Extended Data Fig, 8: Characterization of b₂-DHFR–HB-construct overexpressing mutants.

a, Degradation of the b₂–DHFR–HB precursor by proteinase K in ubx2∆ mitochondria. The data are representative of seven independent experiments. b, The TOM–TIM23–preprotein supercomplex⁴³ on BN–PAGE in cell extracts from wild-type and ubx2∆ strains that express b₂∆–DHFR–HB. The data are representative of three independent experiments. Quantification of the TOM–TIM23–preprotein supercomplex. The amount of the TOM–TIM23–preprotein supercomplex in wild-type cells was set to 100% (control).
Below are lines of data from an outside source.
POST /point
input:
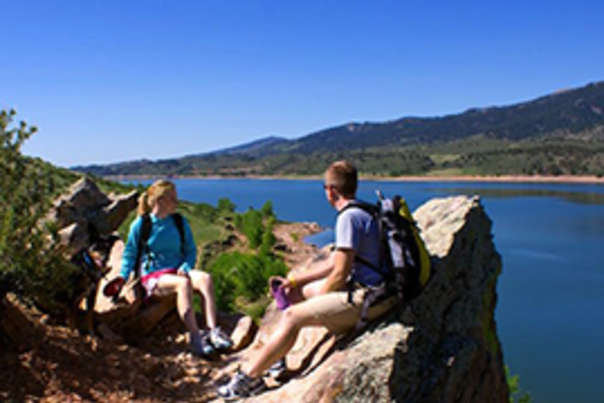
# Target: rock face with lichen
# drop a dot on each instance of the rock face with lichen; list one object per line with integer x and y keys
{"x": 443, "y": 347}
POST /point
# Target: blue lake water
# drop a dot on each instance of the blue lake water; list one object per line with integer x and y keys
{"x": 550, "y": 312}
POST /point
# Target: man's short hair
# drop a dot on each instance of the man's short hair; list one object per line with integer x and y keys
{"x": 343, "y": 177}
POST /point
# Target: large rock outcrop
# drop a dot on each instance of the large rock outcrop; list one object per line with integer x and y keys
{"x": 442, "y": 348}
{"x": 85, "y": 211}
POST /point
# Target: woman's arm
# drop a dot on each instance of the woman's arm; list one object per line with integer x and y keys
{"x": 131, "y": 248}
{"x": 190, "y": 249}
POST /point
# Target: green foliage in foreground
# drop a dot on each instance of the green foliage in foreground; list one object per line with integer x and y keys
{"x": 240, "y": 279}
{"x": 30, "y": 266}
{"x": 516, "y": 395}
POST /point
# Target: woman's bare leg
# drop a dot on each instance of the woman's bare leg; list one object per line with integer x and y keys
{"x": 169, "y": 284}
{"x": 202, "y": 282}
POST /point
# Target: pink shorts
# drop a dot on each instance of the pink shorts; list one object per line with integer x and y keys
{"x": 150, "y": 280}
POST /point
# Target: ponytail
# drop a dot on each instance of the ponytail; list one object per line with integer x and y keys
{"x": 148, "y": 199}
{"x": 143, "y": 204}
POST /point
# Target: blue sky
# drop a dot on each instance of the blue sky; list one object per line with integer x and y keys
{"x": 118, "y": 80}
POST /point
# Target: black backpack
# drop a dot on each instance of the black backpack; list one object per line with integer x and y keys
{"x": 143, "y": 246}
{"x": 404, "y": 261}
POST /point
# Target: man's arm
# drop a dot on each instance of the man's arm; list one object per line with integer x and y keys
{"x": 343, "y": 259}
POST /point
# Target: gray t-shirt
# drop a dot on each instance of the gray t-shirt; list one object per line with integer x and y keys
{"x": 356, "y": 229}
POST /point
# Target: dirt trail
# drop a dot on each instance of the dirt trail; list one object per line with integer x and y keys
{"x": 56, "y": 364}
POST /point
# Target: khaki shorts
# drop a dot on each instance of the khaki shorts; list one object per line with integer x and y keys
{"x": 334, "y": 311}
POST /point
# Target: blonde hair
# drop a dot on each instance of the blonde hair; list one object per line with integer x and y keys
{"x": 148, "y": 199}
{"x": 343, "y": 176}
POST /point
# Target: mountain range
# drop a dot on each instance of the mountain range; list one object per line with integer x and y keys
{"x": 561, "y": 133}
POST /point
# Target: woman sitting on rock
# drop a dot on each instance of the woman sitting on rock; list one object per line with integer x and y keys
{"x": 166, "y": 262}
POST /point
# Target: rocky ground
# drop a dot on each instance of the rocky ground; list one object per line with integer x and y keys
{"x": 53, "y": 363}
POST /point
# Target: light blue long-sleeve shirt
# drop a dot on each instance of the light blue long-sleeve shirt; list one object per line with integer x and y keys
{"x": 165, "y": 250}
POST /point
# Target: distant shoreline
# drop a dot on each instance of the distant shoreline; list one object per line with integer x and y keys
{"x": 460, "y": 178}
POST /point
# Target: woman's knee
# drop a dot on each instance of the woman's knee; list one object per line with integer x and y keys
{"x": 183, "y": 285}
{"x": 293, "y": 317}
{"x": 202, "y": 280}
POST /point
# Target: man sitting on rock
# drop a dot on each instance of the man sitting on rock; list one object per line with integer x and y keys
{"x": 325, "y": 299}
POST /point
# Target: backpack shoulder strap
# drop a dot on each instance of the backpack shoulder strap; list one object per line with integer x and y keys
{"x": 369, "y": 208}
{"x": 179, "y": 221}
{"x": 143, "y": 246}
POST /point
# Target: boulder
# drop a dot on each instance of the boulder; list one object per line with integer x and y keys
{"x": 85, "y": 209}
{"x": 443, "y": 347}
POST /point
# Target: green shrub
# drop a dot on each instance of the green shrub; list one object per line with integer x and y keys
{"x": 31, "y": 265}
{"x": 516, "y": 395}
{"x": 241, "y": 278}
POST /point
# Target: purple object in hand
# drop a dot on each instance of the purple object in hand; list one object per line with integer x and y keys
{"x": 279, "y": 294}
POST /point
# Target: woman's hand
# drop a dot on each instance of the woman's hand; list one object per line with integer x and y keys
{"x": 278, "y": 282}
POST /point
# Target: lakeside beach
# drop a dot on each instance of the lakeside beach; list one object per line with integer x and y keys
{"x": 457, "y": 178}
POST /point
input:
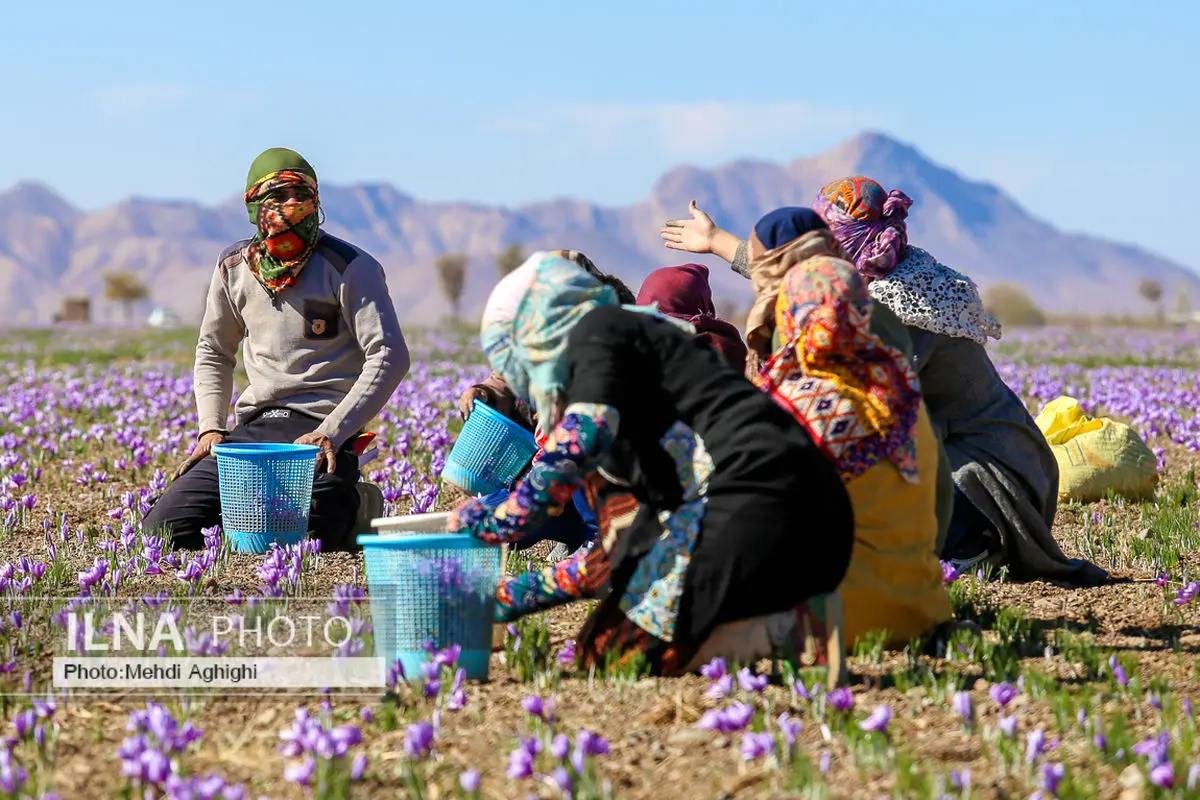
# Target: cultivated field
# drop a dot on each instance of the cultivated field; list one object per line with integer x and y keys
{"x": 1072, "y": 693}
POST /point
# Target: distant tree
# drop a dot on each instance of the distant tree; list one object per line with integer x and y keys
{"x": 453, "y": 277}
{"x": 126, "y": 289}
{"x": 1152, "y": 292}
{"x": 1012, "y": 305}
{"x": 509, "y": 259}
{"x": 1182, "y": 300}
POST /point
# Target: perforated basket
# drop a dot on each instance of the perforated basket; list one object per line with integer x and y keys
{"x": 265, "y": 493}
{"x": 490, "y": 452}
{"x": 431, "y": 589}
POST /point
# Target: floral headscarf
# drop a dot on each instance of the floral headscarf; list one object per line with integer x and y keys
{"x": 857, "y": 397}
{"x": 868, "y": 222}
{"x": 527, "y": 322}
{"x": 285, "y": 205}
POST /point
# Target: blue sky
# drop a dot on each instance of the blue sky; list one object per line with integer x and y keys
{"x": 1079, "y": 109}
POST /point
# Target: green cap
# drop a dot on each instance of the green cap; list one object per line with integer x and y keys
{"x": 274, "y": 161}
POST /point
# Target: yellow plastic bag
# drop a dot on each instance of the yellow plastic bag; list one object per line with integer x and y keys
{"x": 1096, "y": 456}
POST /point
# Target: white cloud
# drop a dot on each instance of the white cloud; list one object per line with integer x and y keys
{"x": 136, "y": 100}
{"x": 682, "y": 130}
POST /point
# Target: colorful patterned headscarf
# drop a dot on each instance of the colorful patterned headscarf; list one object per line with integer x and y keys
{"x": 857, "y": 397}
{"x": 286, "y": 208}
{"x": 868, "y": 222}
{"x": 527, "y": 320}
{"x": 779, "y": 241}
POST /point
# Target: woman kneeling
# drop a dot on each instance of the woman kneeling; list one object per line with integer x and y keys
{"x": 726, "y": 559}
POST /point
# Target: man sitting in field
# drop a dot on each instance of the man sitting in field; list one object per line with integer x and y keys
{"x": 321, "y": 344}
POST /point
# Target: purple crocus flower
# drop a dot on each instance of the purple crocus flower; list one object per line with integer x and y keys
{"x": 877, "y": 721}
{"x": 1002, "y": 693}
{"x": 419, "y": 740}
{"x": 1035, "y": 745}
{"x": 567, "y": 656}
{"x": 155, "y": 767}
{"x": 964, "y": 707}
{"x": 714, "y": 669}
{"x": 841, "y": 699}
{"x": 1119, "y": 672}
{"x": 1051, "y": 776}
{"x": 1163, "y": 776}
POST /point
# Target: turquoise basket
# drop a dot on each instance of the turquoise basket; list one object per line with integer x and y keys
{"x": 490, "y": 452}
{"x": 431, "y": 589}
{"x": 265, "y": 493}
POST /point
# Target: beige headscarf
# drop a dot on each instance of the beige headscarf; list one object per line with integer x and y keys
{"x": 768, "y": 268}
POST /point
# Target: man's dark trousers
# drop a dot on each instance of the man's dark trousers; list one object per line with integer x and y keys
{"x": 193, "y": 501}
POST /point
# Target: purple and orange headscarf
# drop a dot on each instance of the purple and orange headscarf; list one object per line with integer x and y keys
{"x": 868, "y": 222}
{"x": 683, "y": 292}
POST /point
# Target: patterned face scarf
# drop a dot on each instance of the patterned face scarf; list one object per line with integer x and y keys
{"x": 869, "y": 222}
{"x": 857, "y": 397}
{"x": 285, "y": 205}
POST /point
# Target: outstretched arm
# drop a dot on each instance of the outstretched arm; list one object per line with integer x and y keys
{"x": 585, "y": 434}
{"x": 701, "y": 235}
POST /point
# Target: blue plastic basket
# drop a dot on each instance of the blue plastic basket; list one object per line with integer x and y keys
{"x": 491, "y": 451}
{"x": 433, "y": 589}
{"x": 265, "y": 493}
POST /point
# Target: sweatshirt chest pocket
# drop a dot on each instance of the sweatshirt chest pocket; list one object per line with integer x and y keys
{"x": 322, "y": 320}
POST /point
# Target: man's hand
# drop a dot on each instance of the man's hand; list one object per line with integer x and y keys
{"x": 495, "y": 392}
{"x": 328, "y": 456}
{"x": 199, "y": 452}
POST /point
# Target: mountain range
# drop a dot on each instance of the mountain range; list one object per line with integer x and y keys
{"x": 51, "y": 250}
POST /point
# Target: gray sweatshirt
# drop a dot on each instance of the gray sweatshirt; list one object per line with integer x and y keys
{"x": 330, "y": 346}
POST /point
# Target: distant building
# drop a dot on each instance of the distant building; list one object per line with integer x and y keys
{"x": 75, "y": 310}
{"x": 162, "y": 318}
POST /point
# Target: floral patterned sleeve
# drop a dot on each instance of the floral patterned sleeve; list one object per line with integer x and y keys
{"x": 586, "y": 433}
{"x": 537, "y": 590}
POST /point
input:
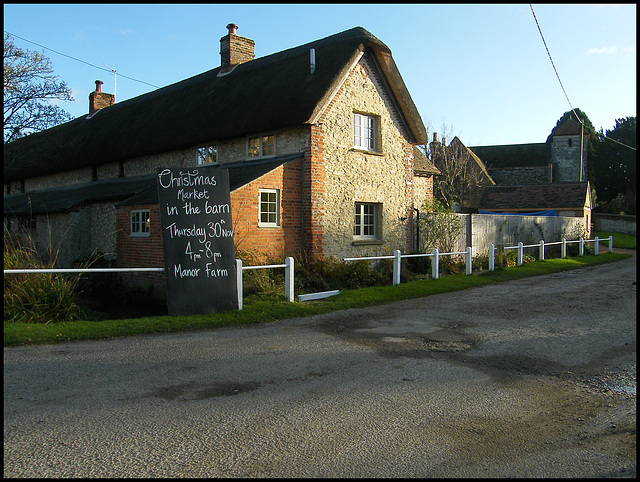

Mean ± s.e.m. (n = 3). c, Binding of Ubx2 to the TOM complex on BN–PAGE in wild-type and ubx2∆ mitochondria from strains that express b₂–DHFR–HB or b₂∆–DHFR–HB. The data are representative of three (b₂–DHFR–HB) or five (b₂∆–DHFR–HB) independent experiments. Quantification of the Ubx2–TOM complex in cell extracts. The amount of Ubx2–TOM complex in wild-type cells was set to 100% (control). Mean ± s.e.m. (n = 3 for b₂–DHFR–HB; n = 5 for b₂∆–DHFR–HB).